If a pair of variable straight lines $x^2+4y^2+\alpha xy=0$ (where $\alpha$ is a real parameter) cut the ellipse $x^2+4y^2=4$ at two points $A$ and $B$, then the locus of the point of intersection of tangents at $A$ and $B$ is

• A. $(2x-y)(2x+y)=0$
• B. $x^2-4y^2+8xy=0$
• C. $x^2-4y^2+4xy=0$
• D. $(x-2y)(x+2y)=0$

Answer 1

The correct option is D

$(x-2y)(x+2y)=0$

Step 1: Write equation for $AB$

Let the locus for intersection of tangents at $A,B$ be $P(h,k)$

Equation of $AB$ is given as $\frac{xh}{a}+\frac{yk}{b}=1$

Here $a=4,b=1$

$\therefore$ $AB:\frac{xh}{4}+\frac{yk}{1}=1$ $...\left(i\right)$

Step 2: Homogenise the ellipse

$\frac{x^2}{4}+\frac{y^2}{1}={\left(\frac{xh}{4}+\frac{yk}{1}\right)}^2$

$\Rightarrow$ $x^2\left(\frac{h^2-4}{16}\right)+y^2\left(k^2-1\right)+hk\frac{xy}{2}=0$ $...\left(ii\right)$

Given pair of straight lines is $x^2+4y^2+\alpha xy=0$ $...\left(iii\right)$

Step 3 : Solve for $h,k$

Equations $\left(ii\right),\left(iii\right)$ represent the same lines.

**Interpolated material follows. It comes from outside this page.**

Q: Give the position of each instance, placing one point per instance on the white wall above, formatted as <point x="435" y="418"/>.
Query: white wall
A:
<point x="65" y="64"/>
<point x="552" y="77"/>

Comparing the coefficients we get

$\frac{h^2-4}{16}=\frac{k^2-1}{4}=\frac{hk}{2\alpha }$

$\Rightarrow$ $h^2-4=4(k^2-1)$

$\Rightarrow$ $h^2-4k^2=0$

$\Rightarrow$ $\left(h+2k\right)\left(h-2k\right)=0$

Replace $h,k$ with $x,y$ to obtain the locus

$\therefore$ $\left(x+2y\right)\left(x-2y\right)=0$ is the locus of point

Hence, option $\left(D\right)$ is the correct answer